Despite quarrels, Herbert Diess remains VW CEO
After several weeks of power struggle with parts of the supervisory board, VW CEO Herbert Diess is to keep his office. In addition, however, the head of the Volkswagen core brand, Ralf Brandstätter, will move up to the management board in the new year, as the company announced. In the future, Diess himself will primarily deal with strategic issues in the largest European car group, such as the new CARIAD software division. The CEO should retain control of the volume brands as a whole.
However, from August 2022 on, Brandstätter will be responsible for the important and recently significantly weaker
China business that was previously assigned to Diess. Skoda boss Thomas Schäfer will then take over responsibility for the main brand VW Pkw on the group board. As of February 1, Hauke Stars will join the board as board member for the newly created IT and organization department and Audi manager Hildegard Wortmann will be responsible for sales. This increases the number of members of the top committee to eleven. Chief Legal Counsel Manfred Döss will take over the department for integrity and law from the outgoing board member Hiltrud Werner. HR director Gunnar Kilian received a new contract.
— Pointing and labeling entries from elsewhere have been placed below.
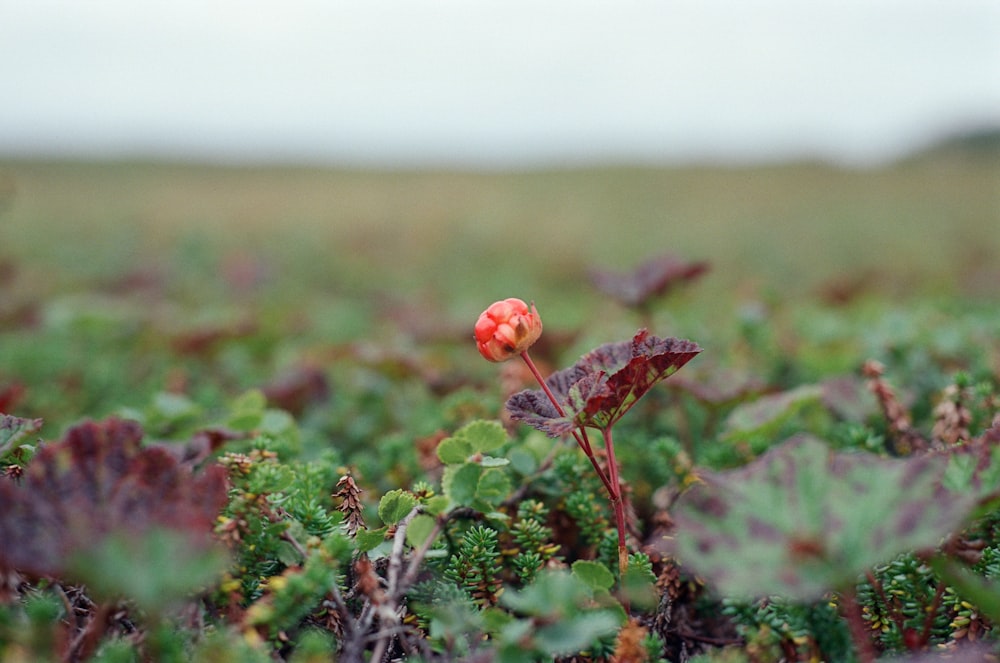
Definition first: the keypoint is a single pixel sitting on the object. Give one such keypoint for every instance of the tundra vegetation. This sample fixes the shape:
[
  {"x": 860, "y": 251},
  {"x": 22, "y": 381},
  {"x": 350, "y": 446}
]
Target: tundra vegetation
[{"x": 244, "y": 417}]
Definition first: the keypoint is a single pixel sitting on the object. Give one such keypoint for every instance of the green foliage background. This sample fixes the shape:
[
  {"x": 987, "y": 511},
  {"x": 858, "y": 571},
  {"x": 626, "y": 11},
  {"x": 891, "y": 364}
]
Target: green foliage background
[{"x": 168, "y": 293}]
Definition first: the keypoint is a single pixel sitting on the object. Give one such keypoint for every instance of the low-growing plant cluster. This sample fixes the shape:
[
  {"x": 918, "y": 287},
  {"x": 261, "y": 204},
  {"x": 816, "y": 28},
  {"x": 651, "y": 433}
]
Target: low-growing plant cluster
[{"x": 801, "y": 491}]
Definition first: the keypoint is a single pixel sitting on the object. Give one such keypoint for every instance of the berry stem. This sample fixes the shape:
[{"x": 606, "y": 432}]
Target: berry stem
[
  {"x": 616, "y": 500},
  {"x": 580, "y": 435}
]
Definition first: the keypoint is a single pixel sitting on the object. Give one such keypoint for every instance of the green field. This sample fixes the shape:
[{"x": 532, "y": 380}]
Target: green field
[{"x": 168, "y": 294}]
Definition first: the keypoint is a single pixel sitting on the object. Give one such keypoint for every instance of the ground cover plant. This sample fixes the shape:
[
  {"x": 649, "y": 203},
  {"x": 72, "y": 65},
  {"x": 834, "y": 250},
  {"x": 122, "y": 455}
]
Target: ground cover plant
[{"x": 231, "y": 445}]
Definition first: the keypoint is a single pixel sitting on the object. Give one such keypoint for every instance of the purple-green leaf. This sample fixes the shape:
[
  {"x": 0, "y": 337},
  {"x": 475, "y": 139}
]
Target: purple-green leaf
[
  {"x": 14, "y": 428},
  {"x": 650, "y": 279},
  {"x": 801, "y": 520},
  {"x": 603, "y": 385}
]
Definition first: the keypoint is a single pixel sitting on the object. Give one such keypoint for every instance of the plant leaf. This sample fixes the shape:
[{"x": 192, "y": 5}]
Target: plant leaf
[
  {"x": 650, "y": 279},
  {"x": 14, "y": 428},
  {"x": 603, "y": 385},
  {"x": 395, "y": 505},
  {"x": 801, "y": 520},
  {"x": 594, "y": 574},
  {"x": 97, "y": 481},
  {"x": 768, "y": 413}
]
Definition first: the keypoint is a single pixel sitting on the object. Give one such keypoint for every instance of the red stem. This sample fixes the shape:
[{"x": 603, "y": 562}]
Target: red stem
[
  {"x": 616, "y": 500},
  {"x": 580, "y": 436},
  {"x": 609, "y": 479}
]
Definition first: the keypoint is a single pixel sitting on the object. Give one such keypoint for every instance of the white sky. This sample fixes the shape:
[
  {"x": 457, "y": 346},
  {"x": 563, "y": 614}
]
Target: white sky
[{"x": 494, "y": 82}]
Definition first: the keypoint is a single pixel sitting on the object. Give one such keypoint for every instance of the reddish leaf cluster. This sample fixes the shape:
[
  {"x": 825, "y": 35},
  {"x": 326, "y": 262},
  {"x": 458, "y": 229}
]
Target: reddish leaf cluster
[
  {"x": 650, "y": 279},
  {"x": 603, "y": 385},
  {"x": 97, "y": 480}
]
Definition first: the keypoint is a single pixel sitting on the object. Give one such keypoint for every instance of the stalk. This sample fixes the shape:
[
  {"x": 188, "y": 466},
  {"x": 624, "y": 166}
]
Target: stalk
[
  {"x": 579, "y": 435},
  {"x": 610, "y": 478},
  {"x": 616, "y": 501}
]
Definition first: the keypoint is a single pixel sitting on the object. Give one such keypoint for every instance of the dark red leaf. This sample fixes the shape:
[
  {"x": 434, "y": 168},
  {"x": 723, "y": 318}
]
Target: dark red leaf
[
  {"x": 297, "y": 390},
  {"x": 650, "y": 279},
  {"x": 603, "y": 385},
  {"x": 97, "y": 481}
]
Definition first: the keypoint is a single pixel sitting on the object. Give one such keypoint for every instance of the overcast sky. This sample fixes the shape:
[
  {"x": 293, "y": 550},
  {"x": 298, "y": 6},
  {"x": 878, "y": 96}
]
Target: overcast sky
[{"x": 494, "y": 82}]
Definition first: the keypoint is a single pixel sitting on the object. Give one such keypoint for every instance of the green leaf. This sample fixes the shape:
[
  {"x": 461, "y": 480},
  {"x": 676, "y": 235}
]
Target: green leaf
[
  {"x": 452, "y": 450},
  {"x": 419, "y": 529},
  {"x": 370, "y": 539},
  {"x": 768, "y": 413},
  {"x": 460, "y": 483},
  {"x": 478, "y": 437},
  {"x": 801, "y": 520},
  {"x": 983, "y": 593},
  {"x": 594, "y": 574},
  {"x": 395, "y": 505},
  {"x": 568, "y": 636},
  {"x": 247, "y": 410},
  {"x": 154, "y": 569},
  {"x": 14, "y": 428},
  {"x": 484, "y": 436},
  {"x": 436, "y": 505},
  {"x": 493, "y": 486}
]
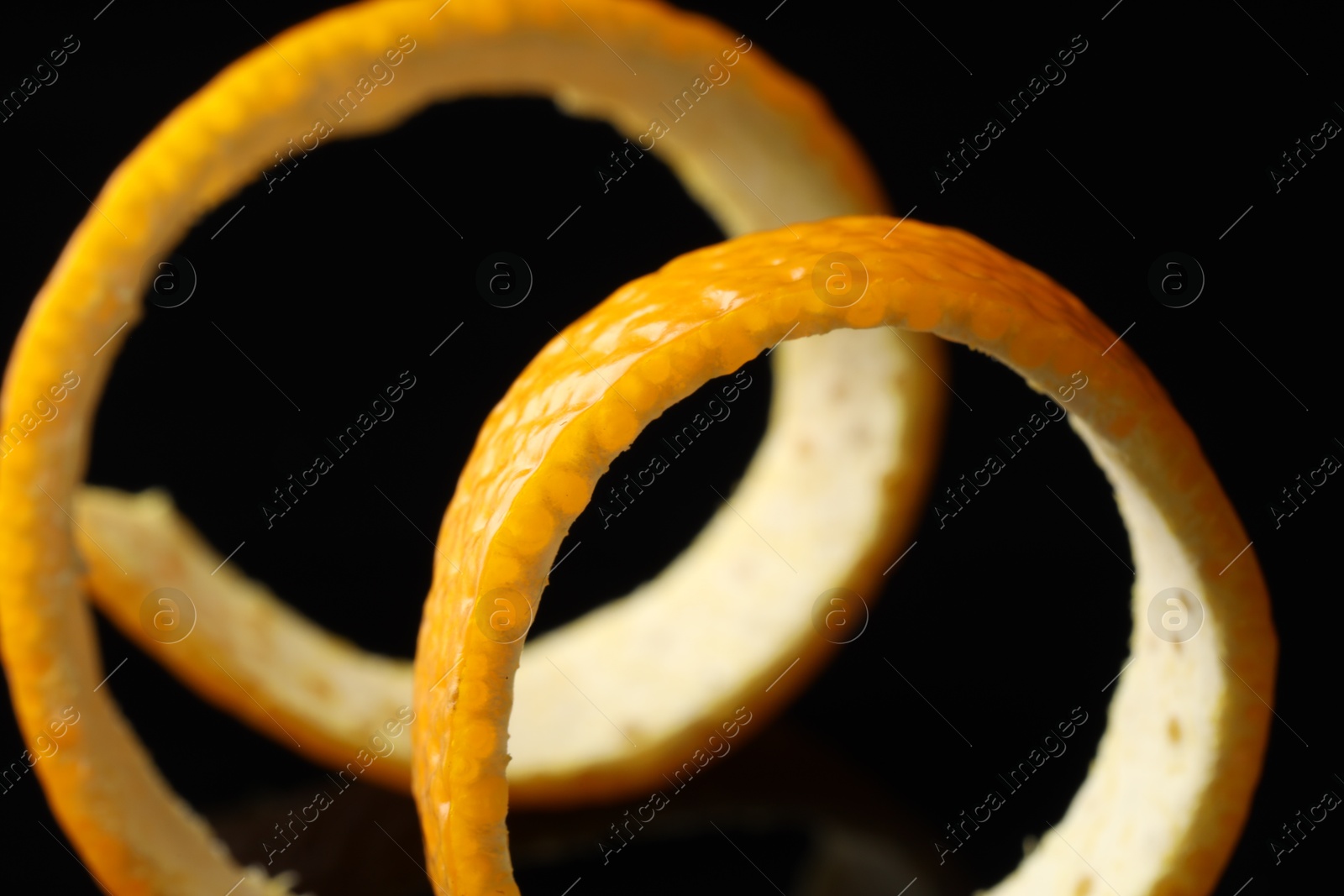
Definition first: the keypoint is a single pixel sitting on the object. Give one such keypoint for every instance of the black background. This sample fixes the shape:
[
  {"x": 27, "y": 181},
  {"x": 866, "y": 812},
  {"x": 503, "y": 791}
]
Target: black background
[{"x": 1005, "y": 621}]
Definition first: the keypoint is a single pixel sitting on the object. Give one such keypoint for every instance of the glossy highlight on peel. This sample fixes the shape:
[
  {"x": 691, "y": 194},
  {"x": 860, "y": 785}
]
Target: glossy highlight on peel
[{"x": 578, "y": 405}]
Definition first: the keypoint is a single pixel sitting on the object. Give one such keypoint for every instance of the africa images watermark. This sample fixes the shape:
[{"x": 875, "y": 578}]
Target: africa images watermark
[
  {"x": 346, "y": 103},
  {"x": 46, "y": 747},
  {"x": 46, "y": 76},
  {"x": 42, "y": 411}
]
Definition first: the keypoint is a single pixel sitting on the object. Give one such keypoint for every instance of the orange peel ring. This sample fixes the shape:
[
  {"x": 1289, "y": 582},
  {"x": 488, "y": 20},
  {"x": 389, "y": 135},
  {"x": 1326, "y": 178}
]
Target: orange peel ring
[{"x": 1155, "y": 815}]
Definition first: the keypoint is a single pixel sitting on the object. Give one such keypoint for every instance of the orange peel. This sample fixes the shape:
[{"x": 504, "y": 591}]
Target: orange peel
[
  {"x": 134, "y": 832},
  {"x": 289, "y": 679},
  {"x": 1158, "y": 815}
]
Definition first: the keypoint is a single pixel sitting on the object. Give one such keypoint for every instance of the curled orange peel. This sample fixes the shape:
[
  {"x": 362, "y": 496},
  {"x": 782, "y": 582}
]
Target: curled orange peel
[
  {"x": 297, "y": 683},
  {"x": 1173, "y": 779}
]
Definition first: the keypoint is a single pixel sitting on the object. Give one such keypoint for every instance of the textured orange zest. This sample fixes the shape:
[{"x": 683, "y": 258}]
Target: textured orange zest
[
  {"x": 582, "y": 402},
  {"x": 589, "y": 392},
  {"x": 125, "y": 821}
]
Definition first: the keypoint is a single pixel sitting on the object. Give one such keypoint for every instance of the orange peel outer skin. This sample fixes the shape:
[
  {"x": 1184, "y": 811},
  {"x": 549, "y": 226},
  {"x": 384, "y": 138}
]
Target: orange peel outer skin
[
  {"x": 922, "y": 277},
  {"x": 132, "y": 831}
]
The decisions were preceded by speculation about Diess' future. The mixed solution found should now be a compromise. The situation at VW had been extremely tense since the end of September. Supervisory board chairman Hans Dieter Pötsch once again had to mediate intensively between all those involved. There was another confrontation with the works council after Diess is said to have thought out loud in a meeting of the control committee about the possibly necessary cancellation of tens of thousands of jobs.
Previously, according to information from corporate circles, he had asked other managers for further savings suggestions - bypassing the very influential workforce representation at VW. Works council chief Daniela Cavallo had sharply attacked Diess internally as well as in a works meeting. The state of
Lower Saxony, as the second largest VW shareholder, had also indicated that it would no longer fully support its communication strategy. Prime Minister and co-overseer Stephan Weil spoke of an atmosphere of "uncertainty that is spreading everywhere".